A team of two people from EDM Studio in Vancouver (Will Donaldson and Darran Edmundson) sought to build a robot that can do all of the above and more while also having the ability to swap out modular components quickly. Their solution involves using a custom robot with a suite of sensors and manipulators that can cruise around a museum's floor to carry out different actions as needed, all while moving on a set of omni wheels- hence the name "OMNi".
The very first version of OMNi consisted of a simple triangular platform that had a single omni wheel mounted on each of its three corners. This was important since the robot had to be capable of moving around people and obstacles with plenty of agility. The base had a lead-acid battery that connected to the electronics up top that read incoming sensor data and made movement decisions to control the motors.

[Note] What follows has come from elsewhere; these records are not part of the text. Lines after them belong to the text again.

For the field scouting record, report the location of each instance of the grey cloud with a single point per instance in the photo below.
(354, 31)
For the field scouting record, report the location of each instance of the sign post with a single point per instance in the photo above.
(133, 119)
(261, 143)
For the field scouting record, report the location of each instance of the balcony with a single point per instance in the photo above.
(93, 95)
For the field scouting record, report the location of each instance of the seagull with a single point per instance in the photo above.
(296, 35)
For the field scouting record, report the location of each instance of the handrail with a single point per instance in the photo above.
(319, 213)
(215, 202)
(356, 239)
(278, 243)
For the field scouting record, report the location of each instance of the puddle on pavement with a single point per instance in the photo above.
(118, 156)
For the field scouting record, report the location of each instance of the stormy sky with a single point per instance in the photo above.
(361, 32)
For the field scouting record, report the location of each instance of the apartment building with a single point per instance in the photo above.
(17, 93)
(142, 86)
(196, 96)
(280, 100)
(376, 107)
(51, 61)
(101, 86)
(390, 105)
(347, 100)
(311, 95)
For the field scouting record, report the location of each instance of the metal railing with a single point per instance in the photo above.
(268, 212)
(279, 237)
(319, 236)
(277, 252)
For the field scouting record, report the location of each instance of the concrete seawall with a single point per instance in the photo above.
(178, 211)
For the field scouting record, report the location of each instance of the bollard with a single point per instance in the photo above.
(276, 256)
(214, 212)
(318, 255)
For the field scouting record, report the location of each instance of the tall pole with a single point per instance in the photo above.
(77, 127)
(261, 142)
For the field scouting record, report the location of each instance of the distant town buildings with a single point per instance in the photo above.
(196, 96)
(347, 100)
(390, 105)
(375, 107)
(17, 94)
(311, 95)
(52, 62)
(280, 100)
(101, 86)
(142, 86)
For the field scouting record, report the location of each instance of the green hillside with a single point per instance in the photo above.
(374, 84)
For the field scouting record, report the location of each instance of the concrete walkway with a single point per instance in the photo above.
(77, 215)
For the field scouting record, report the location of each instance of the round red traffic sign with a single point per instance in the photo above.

Because the robot would be around people for nearly the entire day, a new chassis was needed. Version two had a similar layout but ditched the triangular wooden base for a circular aluminum one, although the motors were still in the same configuration. Next, an acrylic plate was cut and attached to the base with a set of metal rods for holding the electronics. And finally, a top aluminum plate was machined with many holes for mounting robotic arms and sensors for modularity.
Power is provided to the robot by a single 12V 14Ah BLD14-12 battery, and its output is passed through a fuse for safety and then a 12V to 5V regulator for the electronics. The three DC motors are each driven by an individual MD10C module that receives current from a relay for immediate cutoff in the case of an emergency. In order to give the Raspberry Pi positional feedback data, each motor is also connected to a closed-loop PID controller and Arduino Nano pair that measures the RPM of the motor and sends the values over I2C.
A robot without sensors is blind, which would be incredibly harmful if it is to be used around people. This is why Donaldson and Edmundson added a LIDAR module to the second-from-the-top plate that performs a scan once every second and updates its internal map using simultaneous location and mapping (SLAM) algorithms. However, this alone is not enough because the robot is moving too fast for the LIDAR data to catch up. Therefore, an inertial measurement unit (IMU) was also added that interpolates the robot's last-known position with where it is headed to avoid nearby obstacles.
Apart from autonomous navigation, the team needed a way to control the robot manually as well, so they came up with two different methods: a handheld controller or a keyboard. There was also an alternative ZeroTier SSH connection that allows for a user to remotely control the robot over the internet through a variety of schemes. Feedback is provided to the driver via a single Raspberry Pi High Quality Camera module.
When OMNi is next to an exhibit, it can use its onboard robotic arm to automatically touch the screen to see if it turns on or to move objects around. Currently, it lacks feedback sensors and useful tools, meaning that it only exists as a proof of concept for now.
The final feature of the OMNi robot is a set of two metal plates on the base that allow the robot to bump against a dock to charge without the need for human intervention.
To solidify the need for such a robot, the team encountered an exhibit that was working properly when viewed via its remote desktop, but failed when seen in person, indicating a display issue. This problem was only detected by a set of human eyes noticing the blank screen, but in the future, OMNi could check automatically and determine if something is broken on its own.